De geschiedenis van het U-vormige Waterhof, vroeger het Hof te Bossuyt geheten, is uit de doeken gedaan door Raoul De Wolf in deel IV van de Bijdragen tot de Geschiedenis van Lennik (Andreas Masiuskring, 1992). Ooit was het omringd met grachten en vijvers, waaraan het zijn naam te danken heeft.

In de 15de eeuw kwam het hof in bezit van de gegoede familie Pipenpoy, waarover Herman Vandormael schrijft in deel I van de Bijdragen tot de Geschiedenis van Lennik. De grafzerken van Willem en Jan Pipenpoy zijn nog steeds te bezichtigen in de parochiekerk van Sinjte-Mettes. De traditionele koekenbedeling aan de schooljongeren van Lennik gaat ook terug op een legaat van deze familie. Oorspronkelijk was dit een gift voor de armen, maar door de jaren heen werden de kinderen de begunstigden.
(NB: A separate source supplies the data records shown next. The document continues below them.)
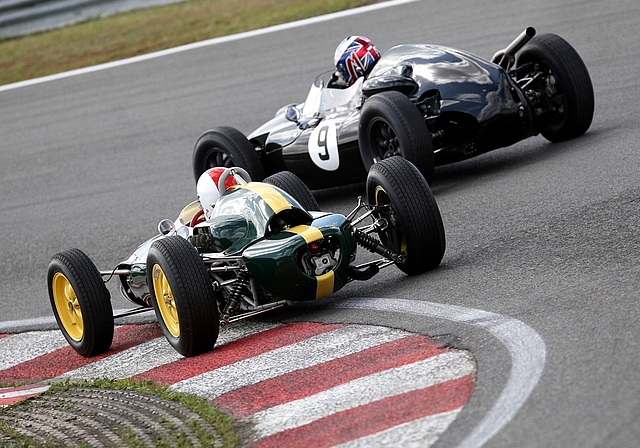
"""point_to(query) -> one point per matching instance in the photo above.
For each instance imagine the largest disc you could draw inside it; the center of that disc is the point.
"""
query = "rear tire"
(289, 182)
(226, 147)
(565, 73)
(182, 296)
(415, 229)
(81, 302)
(390, 124)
Het hof bleef in bezit van de Pipenpoy’s tot op het eind van de 18de eeuw. Daarna werd het een speelbal in talrijke verkopen en verdelingen, tot zelfs een lottrekking toe. Op het eind van de 19de eeuw kwam het in bezit van de familie Heymans.

In 1884 pachtten Petrus Van Laer en Anna-Catharina Vaeremans, afkomstig uit Strijtem, het hof. Ze woonden en boerden er, samen met hun 2 zonen en 6 dochters.

In 1947 werd het door hun jongste zoon, Petrus-Julien (rechts op de foto) aangekocht. Aline, de grootmoeder van Thierry, is de pronte juffrouw links op de foto, naast de oudere broer Desiré.